For we have advanced to the stage of the–well, I know not even what to call it. Endless yellow packing material, I guess.

Let me go back.

It started at Christmas. Our old friend, Carol–a woman who contains more creative energy in her left toenail than I do in my entire body–gave Myra-Jean a “treasure box” that she’d made herself. It was large, with gold hinges, the rest painted blue with green stripes. On the top, my daughter’s initals were embossed in colorful wood. Inside were beads, perhaps some coins, and a handful of those small, smooth, stones you buy at Michael’s–I believe the official term for them is “fairy tears.” (Which probably scares the shit out of children–“why’s the fairy crying?”–but whatever.)

Anyway. These items didn’t take up much space. So, to fill the box out, Carol placed in it a large wad of yellow paper straw. Like the stuff you see in Easter baskets. Or wooden crates filled with pears. Or gift boxes of soap.

MJ liked the chest just fine. She loved the treasures. But her favorite part of the gift, bar none, were the sun-colored paper shreds inside. The stuff was endlessly interpretable. It was hay for toy horses, nests for play birds, beds for little people. It could be beaded–sort of–and made into bracelets. It could be scattered. It could be patted. It could be worn as hair.

“This stuff is gonna be a problem,” I muttered to Mike a few days later, as we packed up our Christmas gifts to be sent home. “We should trash it now.”

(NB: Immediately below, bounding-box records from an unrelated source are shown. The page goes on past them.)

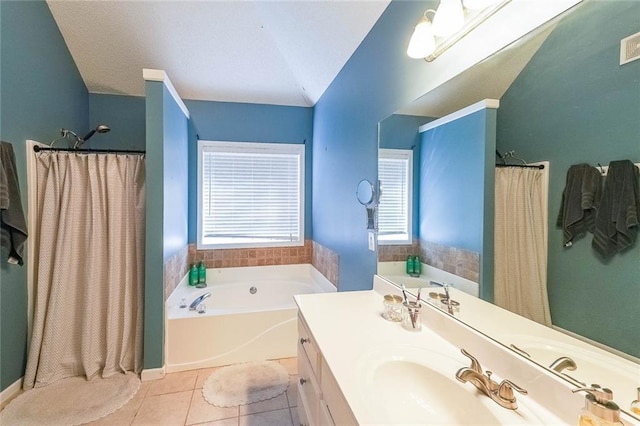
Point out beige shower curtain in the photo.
[494,163,551,326]
[23,151,145,389]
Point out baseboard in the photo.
[0,377,22,409]
[140,365,166,382]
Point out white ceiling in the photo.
[47,0,389,106]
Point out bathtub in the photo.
[165,264,336,373]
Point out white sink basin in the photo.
[357,346,546,425]
[505,335,640,409]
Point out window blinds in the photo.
[201,143,304,246]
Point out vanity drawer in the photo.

“I don’t know,” he demurred. “”She seems to like it.”

There was a pause. Mostly benign.

“I’ll throw it away later,” I muttered.

And home it flew, to L.A.

I can’t tell you how many times, since then, I have sworn to fulfill that promise. Most recently today, when I found, as I vacuumed,  at least one piece of the straw–which grows more popular by the day–in every single room of the house.

But once again, Mike came to the rescue.

“She’s gotten so much mileage from it. I think it’s her favorite thing ever.”

He gazed at me with that calm, frank look he gets when he’s reminding me–ever so gently–not to be such a tight-ass.

I gazed back at him with that tight-lipped, furrowed-brow look I get when I’m thinking “you’re not the one vacuuming it up every day.”

Done with our gazing, we agreed the hay would stay.

“But,” I muttered, as I picked strands of it out of one of our houseplants. “I’m hiding it from her.”

In the end I didn’t even do that. I just shoved it back in its treasure chest and left it in the living room. Why fight the inevitable? Tomorrow it’ll end up, once again, strewn like mulch in every corner of our home.

But tonight? It rests paperishly in its box.

My daughter, her precious playthings safe, sleeps peacefully in her bed.

And me? I sit happily on the couch, enjoying–for a sweet, short moment, an immaculately clean-swept house.